# hey yall



## Brandon (Jan 17, 2008)

Heya everyone! my name is brandon and i am from Edmond, Oklahoma. Right now i am hoping to become a large animal Veterinarian (hope i spelled that right becuase if i didn't i would feel pretty stupid) so i can work with horses and etc. I am 18 years old and i love horses. I know alittle bit about horses, not as much as i would like. I never had a horse nor have the money to lease one at the moment, me and my family have always been poor. My mom works her butt off to keep the house we are in.

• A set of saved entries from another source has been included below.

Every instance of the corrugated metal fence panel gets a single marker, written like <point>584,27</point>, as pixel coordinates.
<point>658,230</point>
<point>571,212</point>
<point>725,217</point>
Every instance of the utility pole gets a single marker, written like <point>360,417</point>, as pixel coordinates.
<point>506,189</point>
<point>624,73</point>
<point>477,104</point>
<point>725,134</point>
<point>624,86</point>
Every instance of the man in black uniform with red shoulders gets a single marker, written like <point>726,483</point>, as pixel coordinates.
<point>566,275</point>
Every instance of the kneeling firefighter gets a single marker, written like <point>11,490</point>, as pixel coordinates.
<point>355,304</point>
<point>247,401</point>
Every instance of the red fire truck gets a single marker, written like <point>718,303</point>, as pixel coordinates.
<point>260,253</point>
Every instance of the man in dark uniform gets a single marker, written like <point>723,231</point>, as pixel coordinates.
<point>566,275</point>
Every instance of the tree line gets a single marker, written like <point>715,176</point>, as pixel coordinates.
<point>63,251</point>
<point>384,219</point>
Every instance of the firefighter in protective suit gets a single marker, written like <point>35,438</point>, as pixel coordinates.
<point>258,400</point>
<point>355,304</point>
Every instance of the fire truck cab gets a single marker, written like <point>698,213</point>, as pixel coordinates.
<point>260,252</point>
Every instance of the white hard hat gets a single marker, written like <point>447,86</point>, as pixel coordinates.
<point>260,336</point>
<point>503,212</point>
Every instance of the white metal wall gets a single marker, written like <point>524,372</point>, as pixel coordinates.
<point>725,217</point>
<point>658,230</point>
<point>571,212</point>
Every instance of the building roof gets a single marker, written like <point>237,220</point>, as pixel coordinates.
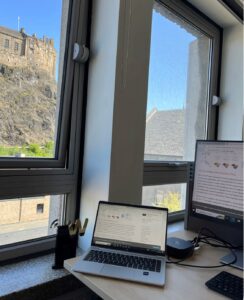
<point>165,132</point>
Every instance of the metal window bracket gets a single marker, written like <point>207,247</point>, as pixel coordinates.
<point>80,53</point>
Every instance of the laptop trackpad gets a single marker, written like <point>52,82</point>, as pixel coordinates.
<point>117,272</point>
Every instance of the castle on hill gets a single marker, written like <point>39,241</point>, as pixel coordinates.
<point>17,49</point>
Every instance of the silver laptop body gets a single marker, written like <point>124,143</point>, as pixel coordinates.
<point>123,229</point>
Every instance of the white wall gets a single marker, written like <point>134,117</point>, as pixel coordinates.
<point>116,110</point>
<point>101,83</point>
<point>117,94</point>
<point>231,89</point>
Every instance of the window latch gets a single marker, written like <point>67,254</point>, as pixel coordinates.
<point>216,101</point>
<point>80,53</point>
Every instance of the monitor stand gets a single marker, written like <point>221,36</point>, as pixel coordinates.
<point>228,258</point>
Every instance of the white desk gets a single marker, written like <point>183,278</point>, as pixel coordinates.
<point>181,282</point>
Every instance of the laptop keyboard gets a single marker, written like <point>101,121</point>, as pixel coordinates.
<point>129,261</point>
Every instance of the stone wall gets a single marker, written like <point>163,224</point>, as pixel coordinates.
<point>24,210</point>
<point>18,49</point>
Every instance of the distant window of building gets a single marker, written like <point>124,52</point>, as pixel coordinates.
<point>6,43</point>
<point>16,46</point>
<point>40,208</point>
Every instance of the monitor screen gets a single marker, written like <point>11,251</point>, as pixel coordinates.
<point>216,196</point>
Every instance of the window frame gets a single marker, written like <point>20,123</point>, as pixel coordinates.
<point>27,177</point>
<point>173,172</point>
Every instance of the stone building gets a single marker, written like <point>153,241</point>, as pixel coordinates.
<point>17,49</point>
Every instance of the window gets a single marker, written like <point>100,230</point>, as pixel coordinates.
<point>6,43</point>
<point>183,74</point>
<point>40,208</point>
<point>29,218</point>
<point>42,109</point>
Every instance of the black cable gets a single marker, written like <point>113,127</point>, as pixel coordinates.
<point>207,239</point>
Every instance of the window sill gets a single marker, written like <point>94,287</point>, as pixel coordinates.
<point>29,273</point>
<point>38,271</point>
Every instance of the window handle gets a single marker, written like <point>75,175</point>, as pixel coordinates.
<point>216,101</point>
<point>80,53</point>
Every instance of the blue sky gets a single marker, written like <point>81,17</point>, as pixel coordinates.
<point>169,46</point>
<point>168,64</point>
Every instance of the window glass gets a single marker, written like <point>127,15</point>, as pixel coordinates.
<point>23,219</point>
<point>178,88</point>
<point>31,46</point>
<point>171,196</point>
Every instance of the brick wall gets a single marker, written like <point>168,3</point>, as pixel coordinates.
<point>20,50</point>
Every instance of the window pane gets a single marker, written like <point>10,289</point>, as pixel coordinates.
<point>31,47</point>
<point>178,88</point>
<point>23,219</point>
<point>171,196</point>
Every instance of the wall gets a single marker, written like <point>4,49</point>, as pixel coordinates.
<point>116,111</point>
<point>117,93</point>
<point>231,90</point>
<point>97,148</point>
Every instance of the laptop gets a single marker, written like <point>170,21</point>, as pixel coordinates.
<point>128,243</point>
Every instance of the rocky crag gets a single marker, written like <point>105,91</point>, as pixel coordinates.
<point>28,100</point>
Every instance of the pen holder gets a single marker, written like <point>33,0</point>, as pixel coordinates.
<point>65,246</point>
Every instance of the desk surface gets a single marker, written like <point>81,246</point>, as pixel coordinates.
<point>181,282</point>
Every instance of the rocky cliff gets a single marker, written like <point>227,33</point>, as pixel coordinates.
<point>27,106</point>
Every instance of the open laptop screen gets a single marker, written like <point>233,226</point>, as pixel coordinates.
<point>126,226</point>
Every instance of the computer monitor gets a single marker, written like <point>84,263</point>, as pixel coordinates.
<point>215,190</point>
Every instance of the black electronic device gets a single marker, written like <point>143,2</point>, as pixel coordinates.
<point>179,248</point>
<point>215,190</point>
<point>227,284</point>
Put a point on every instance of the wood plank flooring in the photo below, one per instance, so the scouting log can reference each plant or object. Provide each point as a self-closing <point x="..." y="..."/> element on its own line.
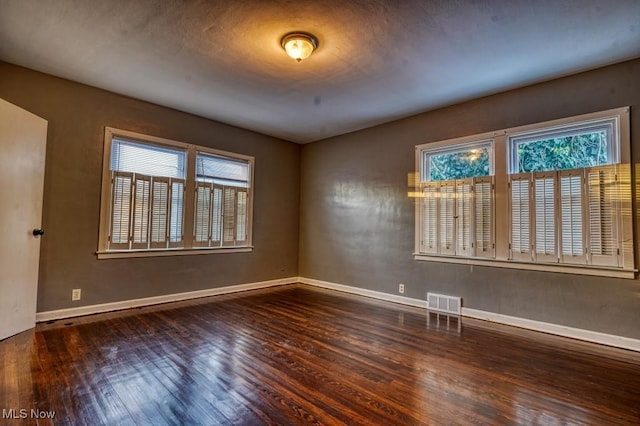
<point x="299" y="355"/>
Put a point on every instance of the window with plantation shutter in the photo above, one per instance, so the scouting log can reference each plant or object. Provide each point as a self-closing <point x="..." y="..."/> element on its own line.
<point x="483" y="193"/>
<point x="222" y="222"/>
<point x="572" y="243"/>
<point x="446" y="217"/>
<point x="545" y="217"/>
<point x="146" y="203"/>
<point x="429" y="219"/>
<point x="457" y="218"/>
<point x="603" y="215"/>
<point x="556" y="197"/>
<point x="464" y="211"/>
<point x="520" y="200"/>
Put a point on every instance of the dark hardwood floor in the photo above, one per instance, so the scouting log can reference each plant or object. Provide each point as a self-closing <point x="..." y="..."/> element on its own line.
<point x="299" y="355"/>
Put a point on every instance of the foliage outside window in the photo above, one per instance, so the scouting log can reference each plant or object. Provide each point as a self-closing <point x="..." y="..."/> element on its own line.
<point x="164" y="197"/>
<point x="459" y="162"/>
<point x="570" y="147"/>
<point x="457" y="202"/>
<point x="560" y="197"/>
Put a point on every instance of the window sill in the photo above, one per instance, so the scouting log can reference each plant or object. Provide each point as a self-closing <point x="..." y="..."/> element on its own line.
<point x="120" y="254"/>
<point x="546" y="267"/>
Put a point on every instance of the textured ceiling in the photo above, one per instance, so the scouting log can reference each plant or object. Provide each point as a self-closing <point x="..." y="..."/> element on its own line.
<point x="377" y="60"/>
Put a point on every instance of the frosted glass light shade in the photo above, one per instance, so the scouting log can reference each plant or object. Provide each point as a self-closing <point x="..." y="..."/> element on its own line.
<point x="299" y="46"/>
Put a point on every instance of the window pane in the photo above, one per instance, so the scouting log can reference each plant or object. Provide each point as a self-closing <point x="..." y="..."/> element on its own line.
<point x="223" y="171"/>
<point x="575" y="151"/>
<point x="459" y="163"/>
<point x="146" y="159"/>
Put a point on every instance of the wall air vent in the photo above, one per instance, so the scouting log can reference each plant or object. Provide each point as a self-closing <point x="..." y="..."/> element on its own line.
<point x="442" y="303"/>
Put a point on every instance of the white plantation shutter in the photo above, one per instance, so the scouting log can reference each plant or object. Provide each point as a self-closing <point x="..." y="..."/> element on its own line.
<point x="572" y="224"/>
<point x="229" y="217"/>
<point x="241" y="216"/>
<point x="176" y="213"/>
<point x="121" y="191"/>
<point x="216" y="216"/>
<point x="141" y="210"/>
<point x="603" y="216"/>
<point x="202" y="219"/>
<point x="145" y="189"/>
<point x="446" y="218"/>
<point x="545" y="216"/>
<point x="159" y="212"/>
<point x="429" y="222"/>
<point x="484" y="240"/>
<point x="463" y="216"/>
<point x="520" y="224"/>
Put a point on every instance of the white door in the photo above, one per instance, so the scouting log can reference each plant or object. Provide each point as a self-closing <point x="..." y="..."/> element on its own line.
<point x="23" y="138"/>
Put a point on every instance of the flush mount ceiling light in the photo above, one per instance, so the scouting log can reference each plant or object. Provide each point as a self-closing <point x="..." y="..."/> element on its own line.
<point x="299" y="45"/>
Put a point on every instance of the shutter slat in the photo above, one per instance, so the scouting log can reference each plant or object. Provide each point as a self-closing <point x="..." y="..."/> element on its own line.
<point x="429" y="235"/>
<point x="121" y="191"/>
<point x="141" y="210"/>
<point x="176" y="214"/>
<point x="571" y="217"/>
<point x="241" y="217"/>
<point x="446" y="218"/>
<point x="201" y="228"/>
<point x="463" y="223"/>
<point x="216" y="217"/>
<point x="603" y="213"/>
<point x="228" y="217"/>
<point x="483" y="214"/>
<point x="520" y="202"/>
<point x="159" y="212"/>
<point x="545" y="217"/>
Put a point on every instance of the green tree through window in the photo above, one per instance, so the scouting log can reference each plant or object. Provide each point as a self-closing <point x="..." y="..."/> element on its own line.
<point x="459" y="164"/>
<point x="563" y="153"/>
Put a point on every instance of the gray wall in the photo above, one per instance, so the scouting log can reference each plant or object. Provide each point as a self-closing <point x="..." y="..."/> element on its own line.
<point x="357" y="222"/>
<point x="77" y="115"/>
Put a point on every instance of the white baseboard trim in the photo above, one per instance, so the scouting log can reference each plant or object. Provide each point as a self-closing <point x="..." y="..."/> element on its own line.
<point x="559" y="330"/>
<point x="155" y="300"/>
<point x="364" y="292"/>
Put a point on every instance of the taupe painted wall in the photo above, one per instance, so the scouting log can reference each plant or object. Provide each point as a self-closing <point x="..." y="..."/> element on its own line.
<point x="77" y="115"/>
<point x="357" y="222"/>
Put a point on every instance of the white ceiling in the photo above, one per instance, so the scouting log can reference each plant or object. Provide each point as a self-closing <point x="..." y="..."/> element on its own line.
<point x="377" y="60"/>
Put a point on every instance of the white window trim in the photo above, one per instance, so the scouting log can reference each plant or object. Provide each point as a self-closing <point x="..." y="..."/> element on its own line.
<point x="188" y="214"/>
<point x="501" y="152"/>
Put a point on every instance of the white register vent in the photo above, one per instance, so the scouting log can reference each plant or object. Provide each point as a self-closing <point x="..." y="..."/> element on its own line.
<point x="443" y="303"/>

I am hopin to get to know all of you and make some friends. Also i would like to learn as much as i can from the community about horses. 

thanks,
Brandon


----------



## PoptartShop (Jul 25, 2010)

Welcome to the Horse Forum, Brandon! 
Aw that's great you want to be a large animal vet, good for you!!!  Awesome!! 
Well have fun posting & don't hesitate to ask any questions; it's super nice here!


----------



## jazzyrider (Sep 16, 2007)

hi and welcome to the forum 

p.s. i had to edit the curse word out of your post. if you havent already, it may be a good idea to read through the forum rules 

hope you enjoy it here. theres heaps of friendly people and plenty to learn about horses 

oh and yeah, you spelt veterinarian right


----------



## buckaroo2010 (Nov 7, 2007)

Welcome to the HF brandon have fun on here the ppl are great!


----------